Development is now advancing to serve the most vulnerable patients. Engineers are adapting the software for infants under one year old. Dubbed PainChek Infant, this version addresses the challenge of capturing the rapid, fleeting grimaces of babies. The underlying algorithm has been retrained on neonatal facial expressions, enabling it to detect six specific facial action units based on an established scientific coding system. Limited testing for the infant version is beginning in Australia as the company navigates a separate regulatory approval process.
Despite its promise, the technology is not without its critics. Skeptics point to several potential pitfalls. Facial-analysis AI has a documented history of performance bias related to skin tone. The software might also misinterpret expressions caused by nausea or fear as indicators of pain. The accuracy of the tool is heavily dependent on the yes-or-no answers provided by the caregiver after the scan; careless data entry can easily distort the results. Furthermore, the numerical score lacks the rich, contextual understanding that a caregiver develops through regular interaction and knowledge of a patient’s full medical history. There is also a concern that clinicians might become over-reliant on the algorithm, potentially undermining their own professional judgment.
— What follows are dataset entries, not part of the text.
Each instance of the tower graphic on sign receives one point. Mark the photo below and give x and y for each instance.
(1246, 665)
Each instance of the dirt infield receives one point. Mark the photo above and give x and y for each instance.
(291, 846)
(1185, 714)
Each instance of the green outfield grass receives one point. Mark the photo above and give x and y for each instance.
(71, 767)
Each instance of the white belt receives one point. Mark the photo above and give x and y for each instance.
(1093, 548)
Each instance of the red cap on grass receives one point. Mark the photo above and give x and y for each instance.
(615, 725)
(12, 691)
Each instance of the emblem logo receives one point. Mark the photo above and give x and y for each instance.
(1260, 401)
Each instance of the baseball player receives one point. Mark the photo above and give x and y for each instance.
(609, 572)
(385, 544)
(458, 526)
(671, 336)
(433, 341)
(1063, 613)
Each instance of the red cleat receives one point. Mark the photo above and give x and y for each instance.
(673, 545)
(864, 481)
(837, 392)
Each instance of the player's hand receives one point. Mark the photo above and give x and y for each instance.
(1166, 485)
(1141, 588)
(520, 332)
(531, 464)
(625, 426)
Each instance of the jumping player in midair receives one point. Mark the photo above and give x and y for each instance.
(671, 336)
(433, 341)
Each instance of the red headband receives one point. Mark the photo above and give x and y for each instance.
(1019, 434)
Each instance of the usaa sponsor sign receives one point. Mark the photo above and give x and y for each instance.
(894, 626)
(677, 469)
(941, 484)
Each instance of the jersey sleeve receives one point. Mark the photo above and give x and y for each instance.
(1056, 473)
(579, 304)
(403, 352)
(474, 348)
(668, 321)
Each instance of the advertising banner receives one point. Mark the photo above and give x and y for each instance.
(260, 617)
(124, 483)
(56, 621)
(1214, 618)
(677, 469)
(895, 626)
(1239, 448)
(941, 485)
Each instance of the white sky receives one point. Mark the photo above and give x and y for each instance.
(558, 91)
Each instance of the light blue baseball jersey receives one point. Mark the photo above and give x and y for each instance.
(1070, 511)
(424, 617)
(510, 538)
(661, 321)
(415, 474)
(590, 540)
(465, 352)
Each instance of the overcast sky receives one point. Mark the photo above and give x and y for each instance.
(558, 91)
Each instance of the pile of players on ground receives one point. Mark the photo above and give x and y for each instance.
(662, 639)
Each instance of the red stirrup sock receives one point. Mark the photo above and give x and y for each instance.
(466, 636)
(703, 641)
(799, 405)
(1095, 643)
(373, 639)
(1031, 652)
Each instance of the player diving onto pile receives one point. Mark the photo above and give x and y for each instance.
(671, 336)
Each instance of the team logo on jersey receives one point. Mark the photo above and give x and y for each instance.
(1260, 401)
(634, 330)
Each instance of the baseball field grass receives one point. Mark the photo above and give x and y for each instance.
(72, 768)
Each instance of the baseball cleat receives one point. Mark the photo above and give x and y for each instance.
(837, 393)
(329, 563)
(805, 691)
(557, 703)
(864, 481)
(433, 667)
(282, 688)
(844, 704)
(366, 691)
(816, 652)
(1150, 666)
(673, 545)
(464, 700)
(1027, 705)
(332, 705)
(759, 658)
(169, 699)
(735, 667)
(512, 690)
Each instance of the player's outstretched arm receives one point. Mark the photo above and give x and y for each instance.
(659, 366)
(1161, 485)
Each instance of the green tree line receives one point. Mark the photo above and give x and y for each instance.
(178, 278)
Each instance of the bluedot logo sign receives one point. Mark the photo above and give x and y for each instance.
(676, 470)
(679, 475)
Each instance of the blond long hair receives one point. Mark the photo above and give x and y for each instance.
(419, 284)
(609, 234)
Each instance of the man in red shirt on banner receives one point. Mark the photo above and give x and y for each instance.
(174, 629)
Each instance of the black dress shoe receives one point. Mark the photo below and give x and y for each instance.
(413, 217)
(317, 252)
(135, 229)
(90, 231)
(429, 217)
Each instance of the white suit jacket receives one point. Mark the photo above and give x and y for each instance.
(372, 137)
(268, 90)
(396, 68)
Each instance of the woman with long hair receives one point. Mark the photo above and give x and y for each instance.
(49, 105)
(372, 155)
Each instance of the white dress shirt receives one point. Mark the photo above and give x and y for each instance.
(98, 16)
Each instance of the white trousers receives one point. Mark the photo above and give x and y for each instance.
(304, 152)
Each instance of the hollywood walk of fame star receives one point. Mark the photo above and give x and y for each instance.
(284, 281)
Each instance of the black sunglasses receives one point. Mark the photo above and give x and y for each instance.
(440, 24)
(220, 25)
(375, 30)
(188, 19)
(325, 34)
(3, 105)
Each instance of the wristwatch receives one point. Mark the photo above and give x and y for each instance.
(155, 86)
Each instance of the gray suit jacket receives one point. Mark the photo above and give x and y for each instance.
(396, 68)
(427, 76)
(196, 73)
If the FDA grants approval, PainChek will join a growing field of novel pain measurement technologies. Other startups are developing EEG headbands for nerve pain, skin sensors that detect sudden cancer-related pain flares, and language models that analyze nursing notes for signs of unexpressed distress. Nevertheless, the practice of quantifying pain with an external device carries inherent risks, including potential inaccuracies and embedded biases that may only become apparent after widespread, long-term use.
For many advocates, the potential benefits are clear. One professional shared a personal perspective, stating, “As someone who lives with chronic pain, I’ve often struggled to be believed. A tool like this would have made a tremendous difference.” If artificial intelligence can provide a numerical voice for those who suffer in silence and compel clinicians to listen, then adding a pain score to the standard vital signs chart could very well be worth the effort.